Through the Mittal Institute’s South Asia Arts Travel Fund, Harvard graduate student Louis Copplestone traveled to the Paharpur World Heritage Site in Bangladesh to further his research on Buddhist architecture. This Buddhist monastery, dating back to the late 8th century, influenced subsequent Buddhist architecture throughout South Asia.
By Louis Copplestone
Though it might have been the jetlag, my recent field trip to the Paharpur World Heritage and archaeological site in Naogaon District in northern Bangladesh did not feel like my first visit. As a second-year graduate student in the department of History of Art and Architecture, I had written a seminar paper on the vast Buddhist monastery last fall for a class on esoteric Buddhist art and had spent days hunched over site plans, maps, and photographs of the ninth-century complex.

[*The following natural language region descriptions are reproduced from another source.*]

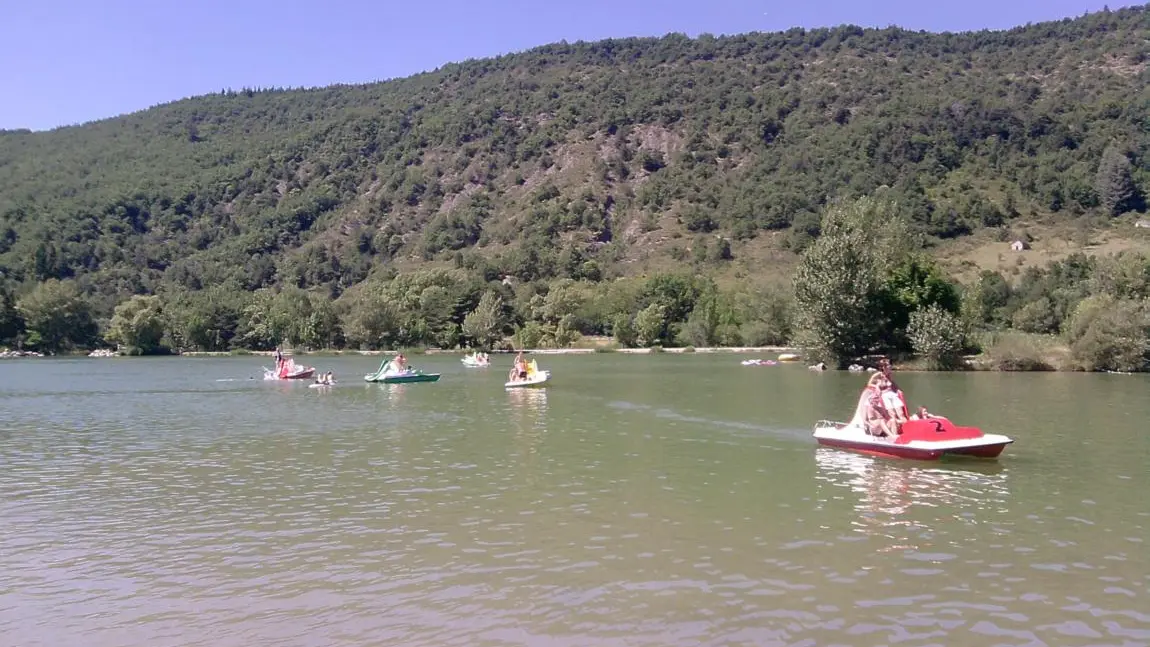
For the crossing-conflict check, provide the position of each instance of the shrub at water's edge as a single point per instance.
(1011, 351)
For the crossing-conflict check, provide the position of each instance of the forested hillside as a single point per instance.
(572, 162)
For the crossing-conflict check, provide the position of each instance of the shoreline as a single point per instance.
(683, 351)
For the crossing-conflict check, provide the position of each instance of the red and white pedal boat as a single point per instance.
(921, 439)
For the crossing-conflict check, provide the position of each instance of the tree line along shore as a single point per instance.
(865, 286)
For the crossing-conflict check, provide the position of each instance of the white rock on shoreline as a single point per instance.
(14, 354)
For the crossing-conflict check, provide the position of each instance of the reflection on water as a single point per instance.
(145, 503)
(529, 399)
(888, 491)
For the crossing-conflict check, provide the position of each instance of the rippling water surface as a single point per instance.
(638, 500)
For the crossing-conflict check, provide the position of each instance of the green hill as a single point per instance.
(585, 161)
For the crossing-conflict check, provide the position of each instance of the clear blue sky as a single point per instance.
(70, 61)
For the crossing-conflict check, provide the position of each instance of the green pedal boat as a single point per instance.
(388, 375)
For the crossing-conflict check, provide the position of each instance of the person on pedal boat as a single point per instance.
(886, 407)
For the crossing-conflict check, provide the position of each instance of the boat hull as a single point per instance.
(853, 439)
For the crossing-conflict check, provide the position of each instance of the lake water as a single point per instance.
(672, 500)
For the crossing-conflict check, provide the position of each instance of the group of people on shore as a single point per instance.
(883, 405)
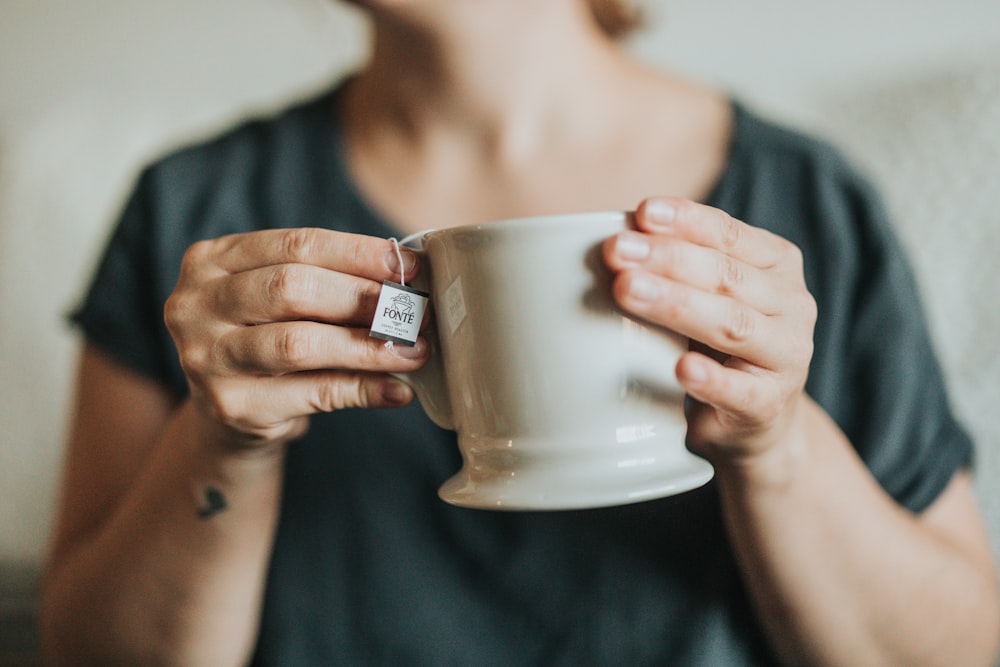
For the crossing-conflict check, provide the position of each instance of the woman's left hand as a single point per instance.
(739, 294)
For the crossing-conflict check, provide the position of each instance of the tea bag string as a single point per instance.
(399, 257)
(399, 254)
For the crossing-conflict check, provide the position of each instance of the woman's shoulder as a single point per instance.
(254, 138)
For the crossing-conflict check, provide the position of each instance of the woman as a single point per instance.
(222, 504)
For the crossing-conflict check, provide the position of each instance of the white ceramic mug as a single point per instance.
(559, 399)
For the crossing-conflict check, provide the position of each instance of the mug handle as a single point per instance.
(429, 381)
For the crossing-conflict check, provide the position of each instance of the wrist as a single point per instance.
(778, 466)
(226, 452)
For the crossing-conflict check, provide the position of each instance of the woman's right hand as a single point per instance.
(272, 326)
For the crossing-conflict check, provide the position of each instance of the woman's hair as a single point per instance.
(617, 18)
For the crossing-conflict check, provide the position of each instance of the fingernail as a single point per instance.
(660, 212)
(409, 261)
(632, 246)
(416, 351)
(643, 288)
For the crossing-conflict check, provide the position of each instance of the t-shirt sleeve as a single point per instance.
(877, 367)
(121, 312)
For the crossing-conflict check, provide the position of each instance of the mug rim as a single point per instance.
(532, 221)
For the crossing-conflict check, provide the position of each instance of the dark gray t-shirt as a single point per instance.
(370, 568)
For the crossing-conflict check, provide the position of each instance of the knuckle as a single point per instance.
(297, 244)
(286, 285)
(739, 325)
(731, 232)
(731, 276)
(343, 392)
(293, 346)
(177, 310)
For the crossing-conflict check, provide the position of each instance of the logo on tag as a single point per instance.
(399, 313)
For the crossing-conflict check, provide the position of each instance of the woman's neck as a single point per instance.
(496, 74)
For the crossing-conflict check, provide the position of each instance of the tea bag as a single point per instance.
(400, 308)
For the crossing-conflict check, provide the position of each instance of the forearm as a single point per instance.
(840, 573)
(170, 577)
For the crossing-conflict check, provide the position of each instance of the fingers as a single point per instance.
(286, 292)
(271, 326)
(739, 294)
(289, 347)
(712, 228)
(721, 322)
(359, 255)
(701, 267)
(273, 408)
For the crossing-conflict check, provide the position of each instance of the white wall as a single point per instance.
(93, 88)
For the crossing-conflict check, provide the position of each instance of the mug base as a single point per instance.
(555, 490)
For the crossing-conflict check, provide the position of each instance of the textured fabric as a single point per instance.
(369, 567)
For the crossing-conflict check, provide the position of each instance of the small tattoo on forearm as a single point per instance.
(212, 503)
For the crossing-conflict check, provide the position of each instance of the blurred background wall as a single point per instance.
(91, 90)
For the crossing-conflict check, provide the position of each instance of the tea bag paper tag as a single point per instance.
(399, 313)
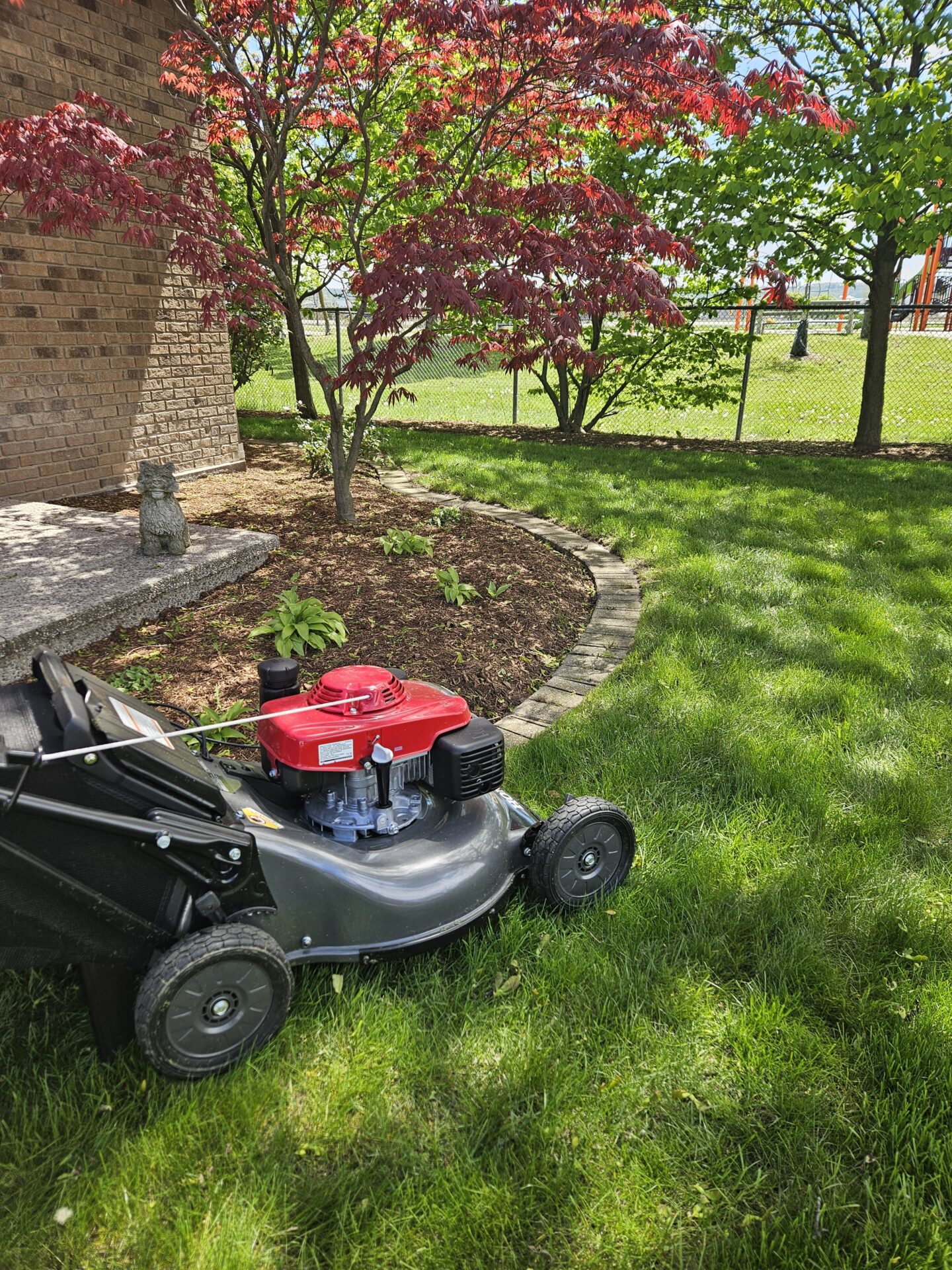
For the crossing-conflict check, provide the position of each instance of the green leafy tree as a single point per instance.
(636, 364)
(852, 204)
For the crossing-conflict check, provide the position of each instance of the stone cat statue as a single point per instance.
(161, 525)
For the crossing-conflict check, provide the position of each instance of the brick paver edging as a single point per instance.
(604, 642)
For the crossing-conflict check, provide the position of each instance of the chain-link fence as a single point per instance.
(768, 393)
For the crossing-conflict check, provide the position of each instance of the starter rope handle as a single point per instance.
(196, 730)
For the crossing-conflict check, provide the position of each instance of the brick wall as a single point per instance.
(103, 359)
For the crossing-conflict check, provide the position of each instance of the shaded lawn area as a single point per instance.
(809, 400)
(740, 1060)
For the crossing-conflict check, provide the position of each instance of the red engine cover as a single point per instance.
(407, 716)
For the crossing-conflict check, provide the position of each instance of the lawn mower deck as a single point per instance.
(375, 826)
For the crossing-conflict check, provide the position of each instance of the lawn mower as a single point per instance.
(187, 887)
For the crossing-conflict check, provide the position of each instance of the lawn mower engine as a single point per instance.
(360, 762)
(188, 886)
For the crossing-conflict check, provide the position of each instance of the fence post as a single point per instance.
(752, 332)
(340, 364)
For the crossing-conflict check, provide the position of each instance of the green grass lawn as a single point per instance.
(813, 400)
(758, 1024)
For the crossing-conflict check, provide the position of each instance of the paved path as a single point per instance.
(69, 577)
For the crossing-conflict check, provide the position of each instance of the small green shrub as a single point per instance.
(441, 516)
(221, 736)
(455, 592)
(315, 446)
(300, 625)
(135, 679)
(405, 542)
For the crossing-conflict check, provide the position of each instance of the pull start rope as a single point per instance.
(196, 730)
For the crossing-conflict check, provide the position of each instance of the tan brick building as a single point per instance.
(103, 359)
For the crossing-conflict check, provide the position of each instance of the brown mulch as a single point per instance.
(493, 652)
(937, 452)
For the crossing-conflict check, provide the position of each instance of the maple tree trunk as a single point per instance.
(869, 435)
(342, 469)
(303, 394)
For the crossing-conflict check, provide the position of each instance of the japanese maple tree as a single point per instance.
(432, 153)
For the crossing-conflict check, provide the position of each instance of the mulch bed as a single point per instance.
(937, 452)
(495, 652)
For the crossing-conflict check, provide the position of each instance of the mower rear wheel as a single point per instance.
(211, 999)
(582, 853)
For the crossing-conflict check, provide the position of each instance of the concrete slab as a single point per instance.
(69, 577)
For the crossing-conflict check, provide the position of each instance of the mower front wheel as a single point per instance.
(582, 853)
(211, 999)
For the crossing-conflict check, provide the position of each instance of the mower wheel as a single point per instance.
(583, 851)
(211, 999)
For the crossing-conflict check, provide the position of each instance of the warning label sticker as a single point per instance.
(136, 722)
(335, 752)
(254, 817)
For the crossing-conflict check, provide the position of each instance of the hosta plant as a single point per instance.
(301, 625)
(225, 734)
(405, 542)
(441, 516)
(455, 592)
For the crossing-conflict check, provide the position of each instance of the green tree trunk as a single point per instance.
(869, 435)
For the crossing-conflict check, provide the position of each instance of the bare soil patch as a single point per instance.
(495, 652)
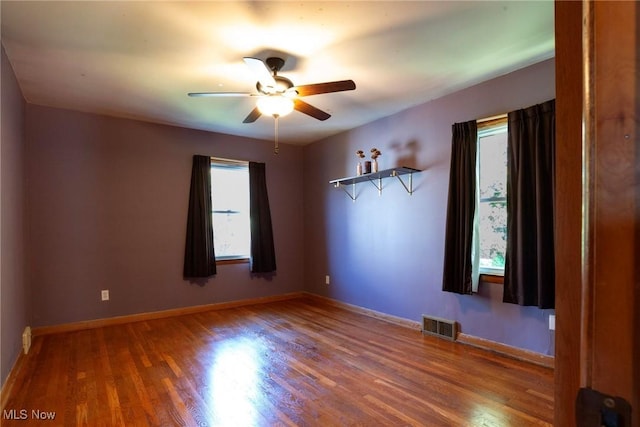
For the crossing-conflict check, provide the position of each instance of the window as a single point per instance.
(492, 195)
(230, 201)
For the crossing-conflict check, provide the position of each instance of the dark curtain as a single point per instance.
(199, 255)
(529, 276)
(263, 254)
(460, 210)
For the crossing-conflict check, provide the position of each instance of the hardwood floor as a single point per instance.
(302, 362)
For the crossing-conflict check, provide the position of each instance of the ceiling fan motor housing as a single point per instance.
(275, 64)
(282, 84)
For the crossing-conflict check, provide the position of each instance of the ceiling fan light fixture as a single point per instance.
(275, 105)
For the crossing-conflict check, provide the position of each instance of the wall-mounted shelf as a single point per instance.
(376, 179)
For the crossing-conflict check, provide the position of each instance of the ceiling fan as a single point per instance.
(277, 96)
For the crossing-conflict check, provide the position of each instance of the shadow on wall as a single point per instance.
(406, 154)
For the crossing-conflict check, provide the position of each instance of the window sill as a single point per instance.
(232, 261)
(492, 278)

But while the site was strangely familiar, I had only known it as a series of disconnected photographs stitched together in my mind using a “map’s eye view” through archaeological site plans. Only upon walking through the gateway of the vast monastery, exploring its 177 monastic cells, and coming face-to-face with its towering central structure did the relationship between these parts start to make sense as a whole. Architecture is experiential and how one moves through it — how it feels to ascend the central structure with the midday sun glaring — can be as revealing as an abstract understanding of its forms. As such, visiting a site of research can be an indispensable and valuable opportunity.
This is certainly true in my case, as I prepare to expand an earlier seminar paper on this site with an eye to create a future dissertation project on the Buddhist architecture of medieval eastern India.
Louis Copplestone is a second-year graduate student in the Department of History of Art and Architecture at Harvard University.